I'm interested in beginning studies in operations research, but I just don't know where to begin. If you feel so inclined, please recommend to me some introductory texts. If it matters, I'm very mathematically talented but as far as college mathematics go I only am familiar with a bit of linear algebra and calc 1,2, and 3. I will also be reading this book alongside an introduction to mathematical Logic. asked 25 May '15, 15:51 battlefrisk 
If you are completely new to OR, a good intro to OR or intro to Management Science book would be a useful start. It would let you get the general lay of the land with respect to tools and (hopefully) applications. I'm partial to Hillier and Lieberman, "Introduction to Operations Research" (now in its 10th edition). It would be nice if Coursera or edX offered an intro to OR/MS MOOC, but I've yet to see any indication that one exists. answered 25 May '15, 19:59 Paul Rubin ♦♦ a bit of linear algebra means that I've only read the first two chapters of Mr. Strang's introduction on the subject. Mostly i understand it as a good way of organizing vector data that exists with high dimensionality. Calc 1 was differential calc, Calc 2 was integral calculus, and calc 3 was a mixture of three dimensional calc and vector calc. Although admittedly, I took these classes at a time where i wasn't determined to learn and i mostly skated by in class.

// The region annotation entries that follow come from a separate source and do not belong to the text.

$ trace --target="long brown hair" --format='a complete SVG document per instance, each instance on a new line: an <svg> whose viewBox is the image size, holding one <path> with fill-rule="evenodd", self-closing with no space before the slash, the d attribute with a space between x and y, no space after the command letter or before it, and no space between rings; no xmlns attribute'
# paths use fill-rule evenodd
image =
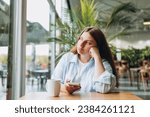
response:
<svg viewBox="0 0 150 117"><path fill-rule="evenodd" d="M102 57L102 59L106 59L109 62L109 64L111 65L112 70L113 70L113 74L116 76L116 81L117 81L116 87L118 87L119 86L118 75L117 75L117 71L115 68L114 61L113 61L112 53L111 53L111 50L110 50L108 43L106 41L105 35L97 27L86 27L80 33L78 39L80 38L80 36L84 32L88 32L94 38L94 40L97 43L97 47L99 49L100 56ZM77 54L77 46L76 45L71 49L71 52L73 52L74 54Z"/></svg>

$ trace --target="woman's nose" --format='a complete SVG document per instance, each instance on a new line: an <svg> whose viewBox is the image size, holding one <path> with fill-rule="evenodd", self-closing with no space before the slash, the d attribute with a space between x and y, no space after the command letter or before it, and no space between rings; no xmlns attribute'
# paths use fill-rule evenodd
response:
<svg viewBox="0 0 150 117"><path fill-rule="evenodd" d="M81 46L81 47L84 47L84 42L81 42L81 43L80 43L80 46Z"/></svg>

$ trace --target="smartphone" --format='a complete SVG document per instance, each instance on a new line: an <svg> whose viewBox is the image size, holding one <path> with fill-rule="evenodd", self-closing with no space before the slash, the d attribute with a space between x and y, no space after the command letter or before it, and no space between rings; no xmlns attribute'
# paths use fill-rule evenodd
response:
<svg viewBox="0 0 150 117"><path fill-rule="evenodd" d="M70 86L80 86L80 83L69 82L68 85L70 85Z"/></svg>

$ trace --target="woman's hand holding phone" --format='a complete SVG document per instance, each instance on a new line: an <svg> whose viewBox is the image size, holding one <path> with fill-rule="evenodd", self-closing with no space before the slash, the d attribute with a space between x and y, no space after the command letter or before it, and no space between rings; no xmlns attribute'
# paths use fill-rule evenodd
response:
<svg viewBox="0 0 150 117"><path fill-rule="evenodd" d="M73 92L81 88L80 83L72 83L72 82L67 82L65 87L69 94L72 94Z"/></svg>

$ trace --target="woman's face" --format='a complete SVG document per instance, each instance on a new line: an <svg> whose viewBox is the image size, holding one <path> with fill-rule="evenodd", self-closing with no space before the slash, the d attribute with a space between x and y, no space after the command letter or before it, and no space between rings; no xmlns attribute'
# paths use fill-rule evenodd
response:
<svg viewBox="0 0 150 117"><path fill-rule="evenodd" d="M97 44L94 38L88 32L84 32L77 42L77 52L82 55L89 55L89 50L95 46Z"/></svg>

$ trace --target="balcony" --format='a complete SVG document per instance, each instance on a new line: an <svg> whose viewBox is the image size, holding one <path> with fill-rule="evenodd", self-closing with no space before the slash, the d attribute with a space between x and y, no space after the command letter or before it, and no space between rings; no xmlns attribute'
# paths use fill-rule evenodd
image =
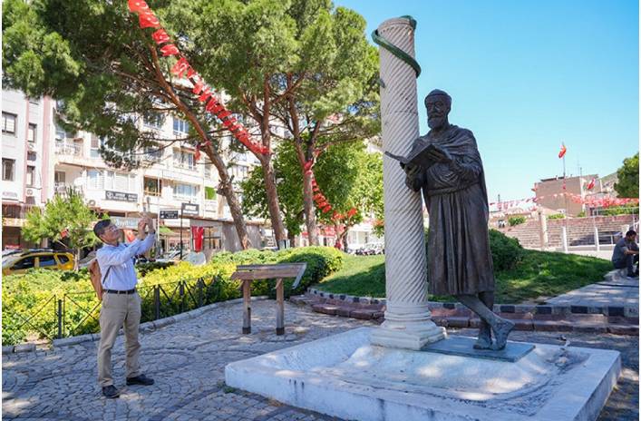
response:
<svg viewBox="0 0 641 421"><path fill-rule="evenodd" d="M83 143L76 142L55 141L55 153L66 156L83 156Z"/></svg>

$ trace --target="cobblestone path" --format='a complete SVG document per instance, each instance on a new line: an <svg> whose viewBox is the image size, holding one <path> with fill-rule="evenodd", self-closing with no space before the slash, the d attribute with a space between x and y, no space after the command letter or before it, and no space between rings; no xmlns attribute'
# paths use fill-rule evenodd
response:
<svg viewBox="0 0 641 421"><path fill-rule="evenodd" d="M248 358L369 325L286 305L286 335L277 337L273 301L252 303L251 335L241 335L240 304L141 334L141 365L151 387L124 386L123 338L114 347L119 399L102 397L95 342L3 356L3 419L95 420L329 420L317 413L228 388L224 367ZM473 334L472 330L451 331ZM617 349L624 372L599 421L638 418L638 338L565 333L572 345ZM558 343L558 333L515 332L510 338Z"/></svg>

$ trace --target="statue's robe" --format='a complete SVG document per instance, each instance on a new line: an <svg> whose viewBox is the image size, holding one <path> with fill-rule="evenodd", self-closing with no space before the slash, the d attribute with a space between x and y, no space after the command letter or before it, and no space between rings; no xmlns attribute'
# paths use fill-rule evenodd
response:
<svg viewBox="0 0 641 421"><path fill-rule="evenodd" d="M452 162L422 169L406 184L422 189L430 214L427 264L429 292L477 294L494 290L488 233L488 194L481 155L472 132L452 125L438 137L432 131L413 148L434 143Z"/></svg>

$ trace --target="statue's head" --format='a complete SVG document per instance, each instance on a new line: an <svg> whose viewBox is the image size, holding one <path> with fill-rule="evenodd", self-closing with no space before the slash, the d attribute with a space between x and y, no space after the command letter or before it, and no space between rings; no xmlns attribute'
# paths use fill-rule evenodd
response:
<svg viewBox="0 0 641 421"><path fill-rule="evenodd" d="M434 89L425 97L427 125L430 129L440 129L449 123L447 116L452 109L452 97L445 91Z"/></svg>

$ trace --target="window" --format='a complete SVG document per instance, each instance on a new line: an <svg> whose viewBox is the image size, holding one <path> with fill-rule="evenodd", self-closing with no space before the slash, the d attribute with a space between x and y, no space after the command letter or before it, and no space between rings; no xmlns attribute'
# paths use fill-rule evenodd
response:
<svg viewBox="0 0 641 421"><path fill-rule="evenodd" d="M177 168L184 168L186 170L196 170L196 159L192 152L174 149L173 165Z"/></svg>
<svg viewBox="0 0 641 421"><path fill-rule="evenodd" d="M15 160L2 159L2 179L13 181L15 175Z"/></svg>
<svg viewBox="0 0 641 421"><path fill-rule="evenodd" d="M205 200L206 201L215 201L216 200L216 189L213 187L205 187Z"/></svg>
<svg viewBox="0 0 641 421"><path fill-rule="evenodd" d="M37 124L34 124L33 122L29 123L29 130L26 132L26 140L28 142L31 142L32 143L35 143L35 136L36 136L37 129L38 129Z"/></svg>
<svg viewBox="0 0 641 421"><path fill-rule="evenodd" d="M89 190L103 190L104 177L102 171L87 170L87 188Z"/></svg>
<svg viewBox="0 0 641 421"><path fill-rule="evenodd" d="M63 141L67 138L67 132L60 127L58 124L55 125L55 140Z"/></svg>
<svg viewBox="0 0 641 421"><path fill-rule="evenodd" d="M176 183L173 189L174 198L183 197L196 200L198 198L199 187L191 184Z"/></svg>
<svg viewBox="0 0 641 421"><path fill-rule="evenodd" d="M159 179L145 177L143 181L145 194L148 196L160 196L162 191L162 181Z"/></svg>
<svg viewBox="0 0 641 421"><path fill-rule="evenodd" d="M92 158L100 158L100 139L97 136L92 135L91 148L89 156Z"/></svg>
<svg viewBox="0 0 641 421"><path fill-rule="evenodd" d="M162 122L164 118L162 114L158 113L148 113L144 117L142 117L142 122L147 127L151 127L154 129L160 129L162 127Z"/></svg>
<svg viewBox="0 0 641 421"><path fill-rule="evenodd" d="M34 187L35 183L35 167L26 166L26 186Z"/></svg>
<svg viewBox="0 0 641 421"><path fill-rule="evenodd" d="M39 256L38 258L38 267L39 268L46 268L46 267L52 267L52 266L58 266L58 264L55 262L55 259L53 259L53 254L44 254Z"/></svg>
<svg viewBox="0 0 641 421"><path fill-rule="evenodd" d="M64 184L66 173L64 171L55 171L53 173L53 182L58 184Z"/></svg>
<svg viewBox="0 0 641 421"><path fill-rule="evenodd" d="M189 132L189 123L184 120L174 117L173 132L174 133L187 134Z"/></svg>
<svg viewBox="0 0 641 421"><path fill-rule="evenodd" d="M21 259L20 260L16 261L15 264L14 265L13 269L14 270L20 269L32 269L35 266L35 257L34 256L29 256L24 259Z"/></svg>
<svg viewBox="0 0 641 421"><path fill-rule="evenodd" d="M107 171L104 178L104 190L135 192L136 176L124 172Z"/></svg>
<svg viewBox="0 0 641 421"><path fill-rule="evenodd" d="M18 116L10 113L2 113L2 132L15 134L15 121Z"/></svg>

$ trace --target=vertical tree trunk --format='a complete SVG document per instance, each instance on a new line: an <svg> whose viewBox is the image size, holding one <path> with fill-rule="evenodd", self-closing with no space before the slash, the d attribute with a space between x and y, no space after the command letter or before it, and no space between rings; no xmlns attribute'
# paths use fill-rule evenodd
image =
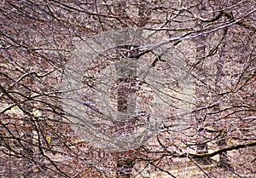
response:
<svg viewBox="0 0 256 178"><path fill-rule="evenodd" d="M118 129L120 133L132 132L134 128L136 98L134 84L137 75L135 59L120 59L116 63L115 70L118 76ZM131 170L134 166L134 157L123 152L118 158L117 177L130 178L132 176Z"/></svg>
<svg viewBox="0 0 256 178"><path fill-rule="evenodd" d="M206 47L205 47L205 37L204 36L201 36L199 37L199 40L196 41L197 43L197 47L196 47L196 60L203 60L204 59L204 56L205 56L205 53L206 53ZM203 62L202 62L203 63ZM201 81L201 83L199 83L199 86L197 87L197 89L195 89L195 93L199 95L200 97L200 100L197 101L197 106L198 107L201 107L202 106L204 106L204 100L206 100L206 95L204 95L202 93L201 93L201 87L202 87L202 83L204 83L206 81L203 81L202 78L205 78L205 72L204 72L204 70L203 70L203 67L202 66L197 66L198 67L198 70L199 70L199 73L198 73L198 76L197 78L200 78ZM201 112L198 112L195 114L195 119L196 121L198 122L198 124L199 125L201 125L204 122L203 119L201 119L204 116L204 113L201 113ZM199 128L198 129L198 132L201 133L201 135L204 135L204 128ZM207 153L208 152L208 146L207 146L207 143L206 143L206 141L203 139L204 137L202 137L202 139L197 143L197 147L196 147L196 152L197 153ZM197 159L197 161L201 164L211 164L211 160L209 159L209 158L199 158Z"/></svg>
<svg viewBox="0 0 256 178"><path fill-rule="evenodd" d="M217 61L216 64L216 68L217 68L217 72L216 72L216 80L215 80L215 90L216 90L216 95L218 95L218 94L219 94L221 92L221 81L222 81L222 78L224 76L223 73L223 66L224 64L224 57L225 57L225 46L226 46L226 42L225 42L225 36L227 33L227 29L224 29L224 35L222 37L221 42L223 43L223 44L221 45L221 49L219 51L219 58ZM218 98L216 100L218 100ZM218 106L215 108L215 112L218 112L220 110L219 106ZM224 139L224 134L223 134L223 135L221 136L222 138L220 138L220 141L218 142L218 146L219 146L219 148L223 148L227 146L226 141ZM230 168L230 164L229 161L229 158L228 158L228 152L227 151L223 152L219 154L219 164L221 167L224 167L225 169L229 169Z"/></svg>

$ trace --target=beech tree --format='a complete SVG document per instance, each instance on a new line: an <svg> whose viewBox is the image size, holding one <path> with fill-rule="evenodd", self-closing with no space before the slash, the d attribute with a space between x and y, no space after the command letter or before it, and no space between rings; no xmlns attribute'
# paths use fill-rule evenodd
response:
<svg viewBox="0 0 256 178"><path fill-rule="evenodd" d="M256 3L0 3L3 177L253 177Z"/></svg>

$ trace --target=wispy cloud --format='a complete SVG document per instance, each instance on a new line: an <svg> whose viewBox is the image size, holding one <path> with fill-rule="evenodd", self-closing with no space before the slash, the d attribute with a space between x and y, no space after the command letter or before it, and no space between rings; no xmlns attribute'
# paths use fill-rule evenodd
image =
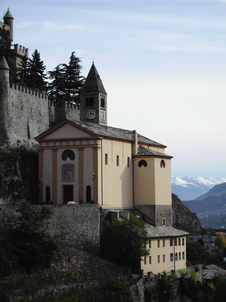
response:
<svg viewBox="0 0 226 302"><path fill-rule="evenodd" d="M58 31L62 31L65 29L80 29L83 28L80 25L77 25L72 24L65 24L65 23L56 23L50 21L41 22L40 21L32 22L30 21L23 21L18 22L16 26L20 28L26 28L33 26L42 27L46 29Z"/></svg>

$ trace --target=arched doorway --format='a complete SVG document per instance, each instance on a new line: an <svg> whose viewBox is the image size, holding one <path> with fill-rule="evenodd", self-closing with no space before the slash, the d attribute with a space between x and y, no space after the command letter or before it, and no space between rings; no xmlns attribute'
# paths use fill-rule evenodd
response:
<svg viewBox="0 0 226 302"><path fill-rule="evenodd" d="M46 188L46 203L49 204L50 203L50 188L47 186Z"/></svg>
<svg viewBox="0 0 226 302"><path fill-rule="evenodd" d="M86 202L91 202L91 187L87 186L86 187Z"/></svg>

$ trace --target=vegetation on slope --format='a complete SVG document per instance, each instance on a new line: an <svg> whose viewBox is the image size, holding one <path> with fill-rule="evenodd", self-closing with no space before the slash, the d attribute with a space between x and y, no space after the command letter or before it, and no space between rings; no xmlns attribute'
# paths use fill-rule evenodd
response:
<svg viewBox="0 0 226 302"><path fill-rule="evenodd" d="M177 195L172 194L173 223L177 229L190 234L199 232L202 229L198 218L195 213L186 207Z"/></svg>

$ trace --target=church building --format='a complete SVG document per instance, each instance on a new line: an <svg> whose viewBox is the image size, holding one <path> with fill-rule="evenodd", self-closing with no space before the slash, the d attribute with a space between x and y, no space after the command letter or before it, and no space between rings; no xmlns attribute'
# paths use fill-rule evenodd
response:
<svg viewBox="0 0 226 302"><path fill-rule="evenodd" d="M149 256L141 262L144 273L186 268L188 233L172 227L172 157L166 146L107 126L107 93L93 63L80 97L80 120L65 119L36 138L39 202L92 203L133 213L146 222L149 238Z"/></svg>

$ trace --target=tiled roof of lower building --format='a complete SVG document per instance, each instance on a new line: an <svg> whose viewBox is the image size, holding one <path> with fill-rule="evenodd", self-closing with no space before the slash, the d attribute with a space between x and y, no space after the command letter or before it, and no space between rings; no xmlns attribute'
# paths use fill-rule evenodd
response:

I did study stats in high school, but again this was before I became motivated to really understand the topic. Mr. Rubin, how accessible do you think the book would be to me if i was willing to trudge through it and use the internet to fill in my educaational gaps?
(25 May '15, 21:43)
battlefrisk
Basic differential/integral calculus, a little matrix algebra and a modest background in probability and statistics should be all you need for Hillier and Lieberman to be smooth sailing.
(25 May '15, 23:06)
Paul Rubin ♦♦

So here is what I think of AP Statistics (which didn't exist when I went to high school some decades back). I think it is useless at best and irrelevant toward serious study of O.R. My advice, take a Probability course (with calculus prerequisite) in college, then take a Statistics course which requires an introductory Probability course as prerequisite. Or a combined two semester (quarter) Probability and Statistics course may be alright. On an online practice AP Statistics test, I got about 30% of the problems wrong. I suppose the provided answer might be correct given the official AP Statistics curriculum and definitions, but the provided solutions to the problems I got wrong do not correspond to what would be considered a correct answer in the grownup world. Here is perhaps the funniest one (hint: I chose E).
answered 28 May '15, 15:03 Mark L Stone Come on guys and gals. This is hilarious.
(28 May '15, 21:18)
Mark L Stone

There was a Coursera course Introduction to Operations Management answered 01 Jun '15, 04:05 Ross The recordings from past: https://class.coursera.org/whartonoperations001
(01 Jun '15, 04:07)
Ross

It may help if you can be clearer as to what "a bit" of linear algebra is? What was in calc 1, 2, 3? How well did you do, and how well did you and do you now know the material? You can feel free to refer to standard books relative to what material was covered.
Have you ever studied probability or statistics at all? Feel free to name books.